What is GameStop? GameStop is a video game retailer. Like most stores that still sell products in person, it has had a difficult time lately as video game sales have moved online and as the Covid-19 pandemic keeps people away from stores. GameStop is still in business, but the perception is that it will struggle to grow again.

Why GameStop? Like many companies that are struggling, GameStop was the subject of what’s called short selling, in which investors borrow shares of stock to sell and then buy back later so they can return them, which lets them pocket a profit if the stock price goes down. Short selling is a bet that the price will go down. GameStop was one of the most shorted of all publicly traded companies. Other companies on the list include AMC Theatres, Bed Bath & Beyond, and Blockbuster.

What is a Short-Squeeze? For the most part, investors follow the “buy low, sell high” theme when buying stocks. Short sellers do the opposite — they borrow and sell a stock when it is high and bet that it will continue to fall. If that does not happen and the stock price rises, short sellers are forced to cover their positions or buy more stocks to minimize their losses. Because short sellers (frequently hedge funds in this case) are betting against a company’s success, there is quite a bit of risk involved. Any positive news or enthusiasm for the stock will push up the stock’s valuation, which is going against a short seller. For GameStop, chatter on massive online trading forums drove interest in buying the stock, pushing up the price, which in turn fueled more interest. The speculative trading left short sellers with no more shares to buy to cover their positions, creating a short squeeze and leaving them with millions of dollars in stocks they had to buy at a higher price, creating huge losses in some cases.

What are Reddit’s and Robinhood’s Roles In This? The internet has been used previously to prognosticate about stocks, but the recent message board involved has been on the Reddit community called wallstreetbets, also known as WSB. Investors on WSB have discussed GameStop for years, but things changed early this year. As the price of the shares rose, more WSB posters jumped on board. WSB temporarily made the community private recently and said they were experiencing technical difficulties based on unprecedented scale because of the newfound interest in WSB. There’s also Robinhood, the app that is the unofficial stock trading platform of choice for WSB. Robinhood lets people trade stocks and options for little or no charge. Robinhood, and several other brokerage firms, made headlines because they restricted trading as trading volume became so large.

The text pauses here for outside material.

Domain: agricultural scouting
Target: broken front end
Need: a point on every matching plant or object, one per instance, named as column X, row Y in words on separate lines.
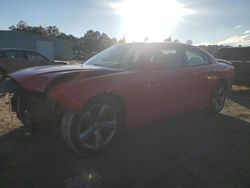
column 30, row 107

Why is this a big deal now? Shares in GameStop ticked up on January 11 after it named three people to its board of directors as part of a deal with shareholders who had been pushing for a change. That caused some short sellers to abandon their positions, helping to drive the stock up more in the following days. The stock traded about even for the next few days, but then things began to change as increased volume indicated a short squeeze, meaning people who had bet against the stock either chose or were forced to give up and take losses. And while WSB had gotten some media attention in recent days for its GameStop chatter, an increase in coverage of GameStop and WSB helped bring the story out of the financial world and more into the mainstream. GameStop shares would go from trading at around $43 to as much as $380, becoming one of the most traded stocks on the market along the way.

Will the markets change because of this? In the short term, the impact has been increased volatility and the volume of trading has strained the computer infrastructure of online brokerages. But the larger and longer-lasting impact may be on how the market itself operates. The battle over GameStop has taken on something of a David vs. Goliath feel, with some people outside of finance painting it as a reckoning for parts of Wall Street. There is some belief that WSB signals the arrival of a powerful new force as large numbers of retail investors find influence by acting together in a big trade. That may serve as a check or balance on other large forces, such as hedge funds, which are used to throwing their weight around without ordinary investors affecting a price. Right now, the activity is only around a few companies, which is not that uncommon. But the broader concern comes when retail investors become overly exuberant and inflate stock prices, as that may be considered evidence that the stock market has reached a dangerous level of enthusiasm and speculation.

How can this end? A short squeeze often ends in the stock price falling back to where it was before the drama started. History suggests that these meteoric rises cannot go on forever, and over time, stock prices generally reflect the expected future earnings of corporations. But these can go on for extended periods if the players have enough resources to risk.